The special events coincide with Mischief Night and Halloween, and police admit they are concerned about maintaining regular patrols while monitoring the huge influx of visitors.
"We're going to get as many agencies involved as we can," Deputy Chief Ernest Jubilee said. "We always rely on our partners."
Those partners will be led by State Police and the Atlantic County Prosecutor's Office, both already a regular presence in the city.
Preparations included sending a detective from the city's Intelligence Unit to a Phish concert earlier this month in Charleston, S.C.
"It just makes good prudent sense to see what's been done in the past," Deputy Chief Henry White said. "We just wanted to see first-hand what we're up against here in Atlantic City."
This is not the first time an intelligence-gathering mission has taken city police to concert venues, White said. But it is the first time the city's department has had its ranks fall below 300 in five years. Forty officers were laid off Sept. 30, adding to the 20 cut in June and about a dozen retirements. The city also laid off 30 firefighters in September, causing at least two companies each shift to be shuttered. But Fire Chief Dennis Brooks said he, too, plans to increase his department's presence this weekend.
"The town's supposed to be mobbed," he said. "We're looking at beefing up our protection."
As for the Police Department, in addition to sending a detective to South Carolina, leaders also have been looking at reports from other shows about what to expect.
The two-day stop in Charleston included 83 arrests, at least 20 for "public urination," according to police there.
Jubilee also found a March 2009 newspaper story on a three-day event in Hampton, Va., similar to what is expected here, that resulted in nearly 200 arrests — more than half for misdemeanors. It also included seizure of an estimated $1.2 million in drugs.
"We didn't have any problems," Hampton Police Department Cpl.

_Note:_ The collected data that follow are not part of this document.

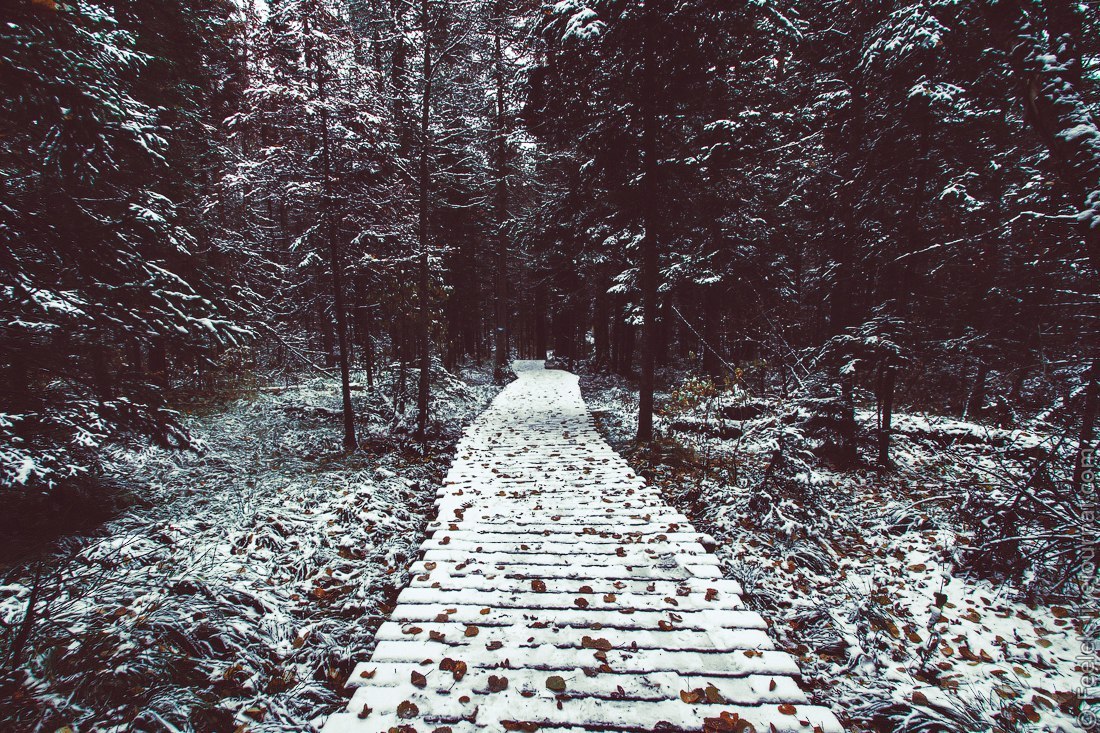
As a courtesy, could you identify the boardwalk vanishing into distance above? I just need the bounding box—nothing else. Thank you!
[323,360,842,733]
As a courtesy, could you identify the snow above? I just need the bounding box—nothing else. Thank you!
[580,370,1090,732]
[0,368,499,731]
[324,361,840,732]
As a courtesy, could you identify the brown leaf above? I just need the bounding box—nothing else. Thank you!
[680,688,704,704]
[546,675,567,692]
[531,580,547,592]
[487,674,508,692]
[397,700,419,719]
[452,660,467,681]
[430,630,446,642]
[703,711,755,732]
[778,703,796,715]
[465,625,480,637]
[411,671,427,688]
[581,636,613,651]
[487,641,504,650]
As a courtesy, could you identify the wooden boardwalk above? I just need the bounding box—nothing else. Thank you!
[323,361,842,732]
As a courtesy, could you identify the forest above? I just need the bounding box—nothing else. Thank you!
[1,0,1098,731]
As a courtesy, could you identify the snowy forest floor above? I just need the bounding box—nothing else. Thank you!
[579,370,1089,733]
[0,364,500,733]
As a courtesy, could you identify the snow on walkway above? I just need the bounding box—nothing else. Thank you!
[323,361,842,732]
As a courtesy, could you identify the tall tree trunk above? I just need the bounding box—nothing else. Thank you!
[702,285,721,380]
[839,371,858,469]
[876,358,896,467]
[320,73,356,449]
[830,76,864,335]
[636,4,658,444]
[354,274,375,390]
[534,281,548,359]
[415,0,433,442]
[965,361,989,419]
[593,274,609,370]
[149,339,168,389]
[492,0,510,383]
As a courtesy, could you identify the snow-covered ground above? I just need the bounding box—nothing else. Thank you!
[580,371,1090,733]
[0,366,499,732]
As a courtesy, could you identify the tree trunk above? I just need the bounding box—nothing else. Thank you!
[593,275,609,370]
[829,76,864,335]
[876,359,896,467]
[492,0,510,383]
[532,282,546,360]
[636,4,658,444]
[965,361,989,419]
[149,339,168,388]
[355,275,375,390]
[702,285,721,380]
[415,0,433,442]
[839,370,858,469]
[320,69,356,449]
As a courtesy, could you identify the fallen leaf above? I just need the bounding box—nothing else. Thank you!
[680,688,704,704]
[582,636,613,651]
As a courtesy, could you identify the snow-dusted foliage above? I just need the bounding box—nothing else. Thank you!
[582,372,1092,732]
[0,1,247,492]
[0,370,498,731]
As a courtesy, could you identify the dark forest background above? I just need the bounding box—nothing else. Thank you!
[1,0,1098,496]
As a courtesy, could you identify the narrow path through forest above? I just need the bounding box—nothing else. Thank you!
[323,361,842,732]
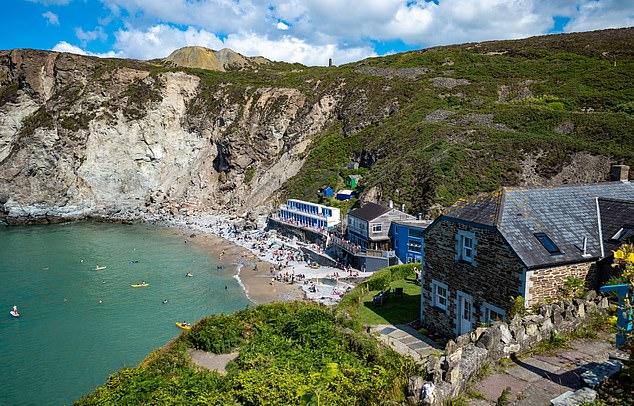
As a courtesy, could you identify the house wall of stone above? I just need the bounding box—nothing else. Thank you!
[422,217,526,337]
[526,262,598,306]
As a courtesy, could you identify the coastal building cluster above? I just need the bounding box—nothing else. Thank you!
[268,164,634,337]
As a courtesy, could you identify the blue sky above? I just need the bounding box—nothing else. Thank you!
[3,1,633,65]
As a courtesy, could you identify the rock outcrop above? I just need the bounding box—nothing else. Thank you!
[164,46,269,72]
[0,49,342,223]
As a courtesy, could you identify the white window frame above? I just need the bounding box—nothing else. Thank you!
[371,223,382,233]
[455,230,476,263]
[431,280,449,312]
[480,302,506,324]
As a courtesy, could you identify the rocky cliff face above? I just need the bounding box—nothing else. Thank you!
[0,49,343,223]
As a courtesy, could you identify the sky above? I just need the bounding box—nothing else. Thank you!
[2,0,633,66]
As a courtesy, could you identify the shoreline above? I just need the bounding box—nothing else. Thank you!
[157,222,306,305]
[3,211,371,305]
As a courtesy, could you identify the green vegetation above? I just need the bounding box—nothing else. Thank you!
[0,83,19,106]
[77,301,420,405]
[509,296,526,319]
[279,29,634,211]
[336,264,420,328]
[496,386,513,406]
[559,276,587,299]
[243,166,255,184]
[122,77,163,119]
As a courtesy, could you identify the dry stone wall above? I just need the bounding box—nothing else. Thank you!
[407,291,610,405]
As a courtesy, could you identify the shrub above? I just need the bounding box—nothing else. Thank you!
[560,276,587,299]
[187,314,245,353]
[509,296,526,318]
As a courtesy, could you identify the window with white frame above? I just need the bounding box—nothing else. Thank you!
[431,280,448,311]
[456,230,476,263]
[371,223,382,233]
[481,303,506,324]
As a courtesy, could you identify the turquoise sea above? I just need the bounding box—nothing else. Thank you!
[0,222,250,405]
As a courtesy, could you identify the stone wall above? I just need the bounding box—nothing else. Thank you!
[407,292,610,405]
[422,218,525,336]
[527,262,598,306]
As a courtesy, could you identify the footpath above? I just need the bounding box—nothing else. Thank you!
[468,334,623,406]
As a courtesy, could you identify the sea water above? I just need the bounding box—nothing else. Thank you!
[0,222,250,405]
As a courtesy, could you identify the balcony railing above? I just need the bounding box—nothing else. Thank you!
[280,205,329,219]
[330,235,395,258]
[269,214,329,236]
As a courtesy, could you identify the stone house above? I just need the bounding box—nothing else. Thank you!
[421,175,633,337]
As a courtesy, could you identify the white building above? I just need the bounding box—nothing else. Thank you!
[278,199,341,230]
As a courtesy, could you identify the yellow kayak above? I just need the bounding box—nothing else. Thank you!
[131,283,149,288]
[176,322,192,330]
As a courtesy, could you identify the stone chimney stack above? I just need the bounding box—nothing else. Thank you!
[610,164,630,182]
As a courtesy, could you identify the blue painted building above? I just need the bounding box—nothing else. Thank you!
[336,189,355,201]
[390,220,432,264]
[320,186,334,198]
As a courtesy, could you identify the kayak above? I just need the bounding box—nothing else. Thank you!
[176,322,191,330]
[9,310,20,318]
[131,283,149,288]
[95,266,107,271]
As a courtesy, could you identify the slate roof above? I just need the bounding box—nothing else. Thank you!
[444,182,634,269]
[392,219,433,230]
[446,191,503,226]
[348,202,391,221]
[598,198,634,253]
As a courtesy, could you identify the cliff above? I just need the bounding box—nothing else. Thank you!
[0,28,633,224]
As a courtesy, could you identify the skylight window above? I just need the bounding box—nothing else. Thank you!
[610,226,634,243]
[534,233,562,255]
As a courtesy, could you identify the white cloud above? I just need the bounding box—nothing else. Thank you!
[565,0,634,32]
[113,25,224,60]
[41,11,59,25]
[52,41,118,57]
[75,27,108,45]
[49,1,634,64]
[108,24,375,65]
[223,32,375,65]
[102,0,634,49]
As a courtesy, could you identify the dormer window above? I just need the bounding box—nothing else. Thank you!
[535,233,562,255]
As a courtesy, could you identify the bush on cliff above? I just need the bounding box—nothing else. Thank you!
[76,301,419,405]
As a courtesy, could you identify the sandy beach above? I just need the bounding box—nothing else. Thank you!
[157,213,373,306]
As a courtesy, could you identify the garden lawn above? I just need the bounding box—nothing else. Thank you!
[357,278,421,326]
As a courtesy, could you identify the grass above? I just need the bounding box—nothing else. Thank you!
[357,278,421,325]
[336,264,420,329]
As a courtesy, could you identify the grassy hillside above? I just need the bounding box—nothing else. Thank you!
[281,28,634,213]
[76,302,419,405]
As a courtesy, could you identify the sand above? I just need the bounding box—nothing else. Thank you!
[156,213,370,306]
[179,230,304,305]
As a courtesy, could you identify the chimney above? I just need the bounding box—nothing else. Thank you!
[417,212,422,220]
[388,200,393,209]
[328,58,333,67]
[400,203,405,212]
[610,164,630,182]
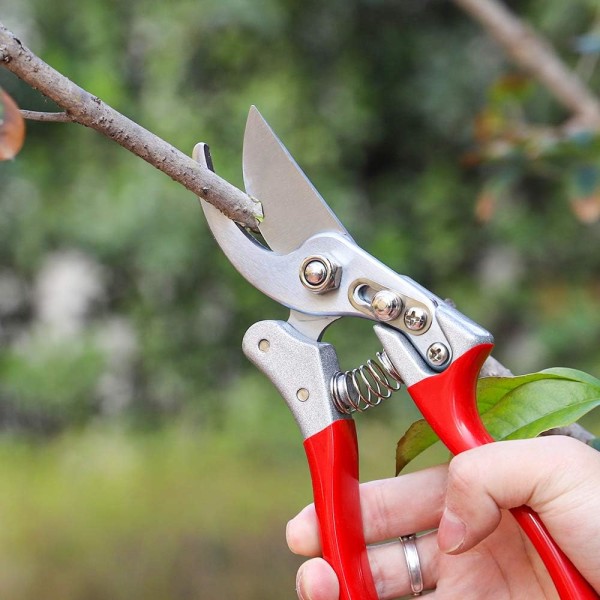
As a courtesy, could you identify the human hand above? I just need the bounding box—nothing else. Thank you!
[287,436,600,599]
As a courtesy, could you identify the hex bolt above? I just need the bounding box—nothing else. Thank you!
[427,342,450,366]
[371,290,403,322]
[299,256,341,294]
[404,306,428,331]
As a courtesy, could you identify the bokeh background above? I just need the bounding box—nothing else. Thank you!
[0,0,599,598]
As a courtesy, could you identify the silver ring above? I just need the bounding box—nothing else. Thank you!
[400,534,424,596]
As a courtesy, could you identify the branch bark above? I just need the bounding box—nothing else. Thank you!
[453,0,600,128]
[0,22,262,229]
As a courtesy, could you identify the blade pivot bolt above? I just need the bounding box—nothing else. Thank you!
[371,290,403,322]
[404,306,428,331]
[300,256,341,294]
[427,342,450,366]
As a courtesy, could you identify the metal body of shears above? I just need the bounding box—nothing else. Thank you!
[194,107,597,600]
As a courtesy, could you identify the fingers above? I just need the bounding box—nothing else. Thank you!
[439,437,600,584]
[287,504,321,557]
[287,464,448,556]
[296,533,438,600]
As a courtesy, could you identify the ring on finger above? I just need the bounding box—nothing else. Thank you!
[399,533,424,596]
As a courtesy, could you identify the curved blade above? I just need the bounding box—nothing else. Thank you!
[243,106,352,253]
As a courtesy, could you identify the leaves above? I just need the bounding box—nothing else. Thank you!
[395,418,439,475]
[569,165,600,223]
[0,88,25,160]
[396,368,600,474]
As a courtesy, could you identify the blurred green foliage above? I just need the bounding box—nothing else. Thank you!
[0,382,427,600]
[1,0,600,596]
[0,421,306,599]
[1,0,599,428]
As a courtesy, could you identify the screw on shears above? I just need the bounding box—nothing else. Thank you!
[427,342,450,366]
[404,306,428,331]
[370,290,403,321]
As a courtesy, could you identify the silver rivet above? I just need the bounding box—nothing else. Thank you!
[296,388,310,402]
[371,290,403,322]
[299,256,341,294]
[404,306,428,331]
[427,342,450,366]
[258,339,270,352]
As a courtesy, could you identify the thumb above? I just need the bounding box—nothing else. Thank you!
[437,437,600,568]
[296,558,339,600]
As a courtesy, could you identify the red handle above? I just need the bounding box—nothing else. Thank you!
[304,419,378,600]
[407,344,599,600]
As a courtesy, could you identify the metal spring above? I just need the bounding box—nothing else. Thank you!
[331,350,404,414]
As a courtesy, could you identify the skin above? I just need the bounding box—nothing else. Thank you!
[286,436,600,599]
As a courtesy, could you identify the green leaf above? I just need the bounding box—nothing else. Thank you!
[489,74,534,106]
[395,419,439,475]
[396,368,600,474]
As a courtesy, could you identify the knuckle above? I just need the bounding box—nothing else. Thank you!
[446,452,479,501]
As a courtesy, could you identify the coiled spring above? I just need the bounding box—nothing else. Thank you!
[331,350,404,414]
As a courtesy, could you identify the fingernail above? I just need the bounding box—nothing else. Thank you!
[296,565,308,600]
[286,519,300,555]
[438,508,466,554]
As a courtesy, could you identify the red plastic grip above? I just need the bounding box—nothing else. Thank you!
[407,344,599,599]
[304,419,378,600]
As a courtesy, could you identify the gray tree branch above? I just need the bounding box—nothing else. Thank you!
[0,22,262,229]
[453,0,600,128]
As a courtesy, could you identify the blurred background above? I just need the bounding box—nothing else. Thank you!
[0,0,599,597]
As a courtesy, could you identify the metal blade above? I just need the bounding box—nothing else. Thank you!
[243,106,352,254]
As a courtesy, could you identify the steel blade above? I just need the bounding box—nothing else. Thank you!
[243,106,351,253]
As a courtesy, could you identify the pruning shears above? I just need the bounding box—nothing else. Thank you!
[194,107,597,599]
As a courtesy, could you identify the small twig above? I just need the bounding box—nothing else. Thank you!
[0,22,262,230]
[540,424,596,443]
[20,110,73,123]
[479,354,514,378]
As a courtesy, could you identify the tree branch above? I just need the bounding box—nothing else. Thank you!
[0,22,262,229]
[453,0,600,128]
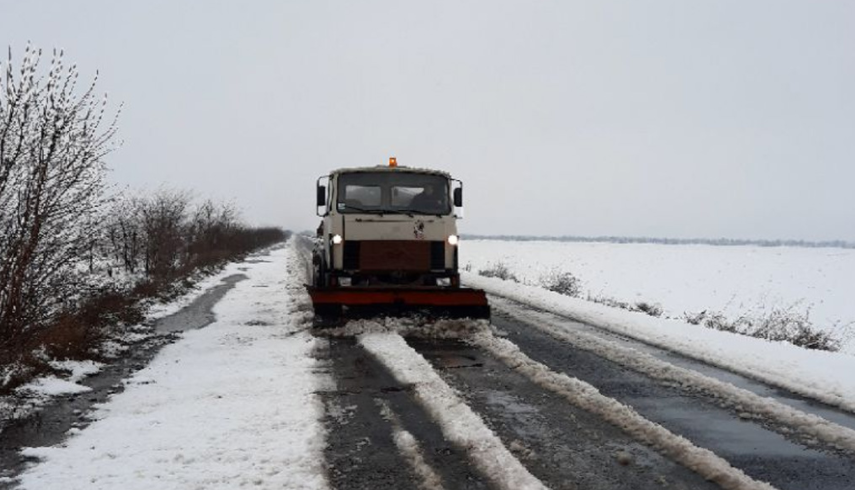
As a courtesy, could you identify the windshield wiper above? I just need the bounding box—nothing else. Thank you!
[343,204,385,214]
[410,210,445,217]
[345,205,419,217]
[344,204,445,218]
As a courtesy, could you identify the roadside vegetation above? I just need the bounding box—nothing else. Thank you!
[539,268,582,298]
[0,46,285,398]
[476,260,849,352]
[682,306,847,352]
[476,262,520,282]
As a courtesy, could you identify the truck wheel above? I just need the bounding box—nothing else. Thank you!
[312,252,328,287]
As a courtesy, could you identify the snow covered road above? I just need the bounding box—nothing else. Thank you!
[14,242,330,490]
[5,236,855,490]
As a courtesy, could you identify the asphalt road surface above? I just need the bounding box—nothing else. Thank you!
[320,299,855,490]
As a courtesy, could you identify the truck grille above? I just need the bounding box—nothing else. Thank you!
[342,240,445,271]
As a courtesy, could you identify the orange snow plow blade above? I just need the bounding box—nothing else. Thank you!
[307,286,490,321]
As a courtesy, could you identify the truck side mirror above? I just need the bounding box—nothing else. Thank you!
[453,187,463,207]
[317,185,326,207]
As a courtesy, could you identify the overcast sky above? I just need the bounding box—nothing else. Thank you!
[2,1,853,240]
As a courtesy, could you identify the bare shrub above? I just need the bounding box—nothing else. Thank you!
[539,269,582,297]
[634,301,663,317]
[105,195,144,274]
[586,294,663,318]
[586,294,635,311]
[682,306,843,352]
[0,45,119,351]
[138,189,193,278]
[477,262,519,282]
[186,198,239,268]
[103,191,284,282]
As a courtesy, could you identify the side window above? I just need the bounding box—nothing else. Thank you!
[391,186,423,207]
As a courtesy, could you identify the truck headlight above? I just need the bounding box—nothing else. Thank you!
[339,277,352,286]
[447,235,459,246]
[436,277,451,286]
[331,234,343,245]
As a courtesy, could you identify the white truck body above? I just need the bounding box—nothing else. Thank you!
[308,161,489,321]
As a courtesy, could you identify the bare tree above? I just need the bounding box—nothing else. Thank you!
[138,189,192,277]
[105,193,143,274]
[187,198,240,265]
[0,45,119,349]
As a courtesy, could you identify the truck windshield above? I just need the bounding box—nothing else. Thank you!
[336,172,451,215]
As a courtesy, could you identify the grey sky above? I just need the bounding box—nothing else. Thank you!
[3,1,853,240]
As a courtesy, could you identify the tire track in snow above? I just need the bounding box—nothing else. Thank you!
[320,338,419,490]
[359,332,548,490]
[321,335,490,490]
[469,332,778,490]
[409,337,723,490]
[492,300,855,456]
[376,399,446,490]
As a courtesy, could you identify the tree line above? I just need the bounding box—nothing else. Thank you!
[463,234,855,250]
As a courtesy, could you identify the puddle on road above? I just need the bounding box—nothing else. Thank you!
[435,354,483,369]
[641,349,855,432]
[630,395,825,459]
[155,274,247,333]
[407,339,484,369]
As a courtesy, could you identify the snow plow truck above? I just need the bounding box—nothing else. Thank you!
[307,158,490,323]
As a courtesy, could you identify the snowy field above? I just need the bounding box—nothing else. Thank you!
[460,239,855,346]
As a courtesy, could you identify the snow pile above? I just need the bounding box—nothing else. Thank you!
[8,360,102,400]
[47,359,103,382]
[360,332,547,490]
[320,316,490,338]
[18,240,330,490]
[16,376,91,397]
[466,272,855,414]
[470,332,776,490]
[493,298,855,454]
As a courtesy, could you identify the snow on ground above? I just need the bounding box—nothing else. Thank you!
[11,360,104,399]
[461,239,855,343]
[465,272,855,414]
[360,331,547,490]
[47,359,103,382]
[16,376,92,397]
[17,240,330,490]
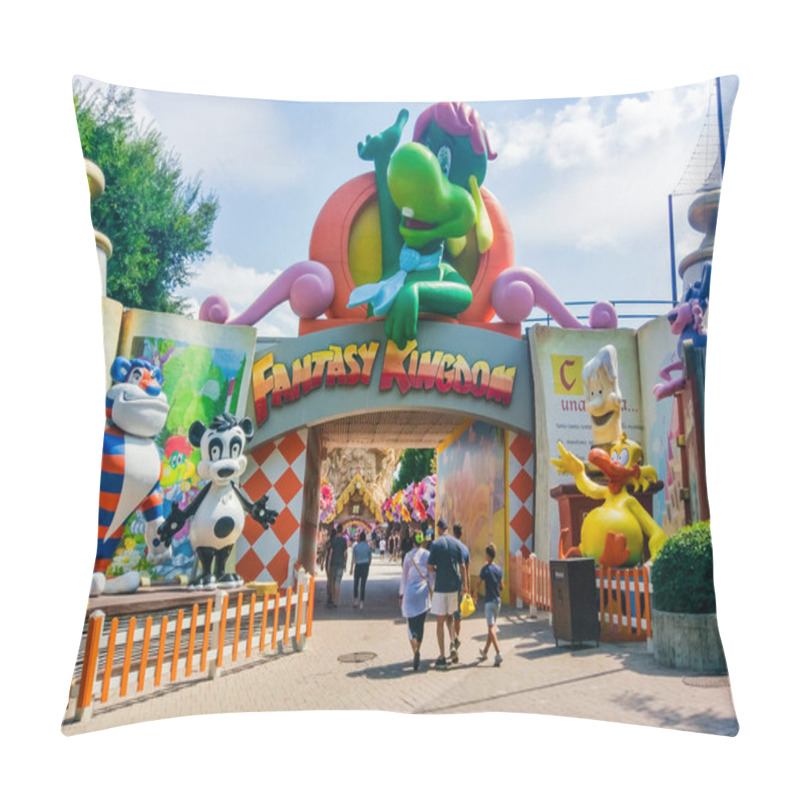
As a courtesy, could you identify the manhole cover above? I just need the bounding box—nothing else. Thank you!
[338,651,377,663]
[682,676,730,688]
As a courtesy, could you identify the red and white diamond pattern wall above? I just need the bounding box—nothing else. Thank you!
[236,429,307,589]
[508,432,534,558]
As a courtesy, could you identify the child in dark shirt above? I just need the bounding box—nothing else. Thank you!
[476,544,504,666]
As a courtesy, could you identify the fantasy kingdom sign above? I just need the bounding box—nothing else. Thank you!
[248,320,532,446]
[253,335,518,422]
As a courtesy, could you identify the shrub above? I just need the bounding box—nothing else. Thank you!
[651,521,716,614]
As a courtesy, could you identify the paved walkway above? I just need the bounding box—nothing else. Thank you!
[62,559,738,736]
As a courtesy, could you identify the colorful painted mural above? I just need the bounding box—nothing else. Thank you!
[101,303,256,583]
[436,420,506,584]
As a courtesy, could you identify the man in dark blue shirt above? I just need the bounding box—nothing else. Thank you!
[452,523,471,652]
[326,525,348,608]
[477,543,504,666]
[427,518,467,669]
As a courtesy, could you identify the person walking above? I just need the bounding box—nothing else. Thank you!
[399,530,433,671]
[388,532,396,562]
[400,530,414,564]
[426,518,467,669]
[351,532,373,609]
[326,525,348,608]
[452,523,471,653]
[323,528,335,604]
[476,543,504,666]
[342,528,352,572]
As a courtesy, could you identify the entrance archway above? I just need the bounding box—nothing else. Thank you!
[234,318,536,594]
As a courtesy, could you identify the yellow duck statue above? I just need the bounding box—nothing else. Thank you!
[551,433,666,568]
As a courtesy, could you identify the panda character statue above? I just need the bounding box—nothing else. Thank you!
[91,356,172,597]
[158,413,278,589]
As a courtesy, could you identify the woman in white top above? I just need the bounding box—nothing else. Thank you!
[398,531,434,671]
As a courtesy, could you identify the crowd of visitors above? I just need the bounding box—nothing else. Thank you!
[316,518,502,670]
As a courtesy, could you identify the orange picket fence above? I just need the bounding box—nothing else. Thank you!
[508,553,652,642]
[69,573,315,723]
[597,564,652,642]
[509,552,551,612]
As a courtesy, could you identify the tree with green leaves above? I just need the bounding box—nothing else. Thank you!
[75,81,218,313]
[392,448,435,494]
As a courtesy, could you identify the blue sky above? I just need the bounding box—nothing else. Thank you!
[95,76,739,336]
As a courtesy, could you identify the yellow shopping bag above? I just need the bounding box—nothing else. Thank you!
[460,592,476,618]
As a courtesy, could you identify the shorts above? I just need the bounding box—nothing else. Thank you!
[485,599,501,627]
[331,566,344,585]
[407,611,427,643]
[431,591,459,616]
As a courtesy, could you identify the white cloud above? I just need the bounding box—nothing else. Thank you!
[547,98,609,168]
[182,252,302,338]
[134,90,308,194]
[512,145,703,260]
[494,84,714,256]
[492,83,711,172]
[486,114,547,167]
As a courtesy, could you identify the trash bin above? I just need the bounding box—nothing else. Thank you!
[550,558,600,647]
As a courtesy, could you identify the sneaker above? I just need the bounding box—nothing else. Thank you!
[413,650,420,671]
[450,644,459,664]
[435,656,448,670]
[359,600,364,609]
[454,637,461,650]
[494,653,503,667]
[477,649,488,662]
[353,598,358,607]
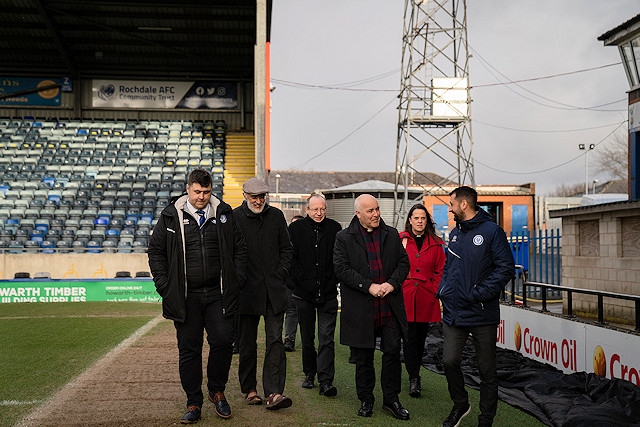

Allison Quinones said. "Having dealt with the Phish crowd before, we knew what to expect with the large crowds."
Hampton also used undercover officers and help from outside agencies, Quinones said.
But Jubilee pointed out he won't have at least one piece of help Hampton did.
"They even used NCIS," he said of the Virginia-based Naval Criminal Investigative Service. "We don't have NCIS."
While the Atlantic City deputy chiefs would not give specifics about their security plans, they said a bigger-than-normal presence is planned. It was unclear what kind of overtime that might mean. Off-duty officers will also be used as part of the special detail Boardwalk Hall has planned.
"We have no doubt it will be a safe weekend," said Greg Tesone, the hall's general manager. "It's going to be a larger than normal contingent of our own security and of the off-duty police detail that we would normally have."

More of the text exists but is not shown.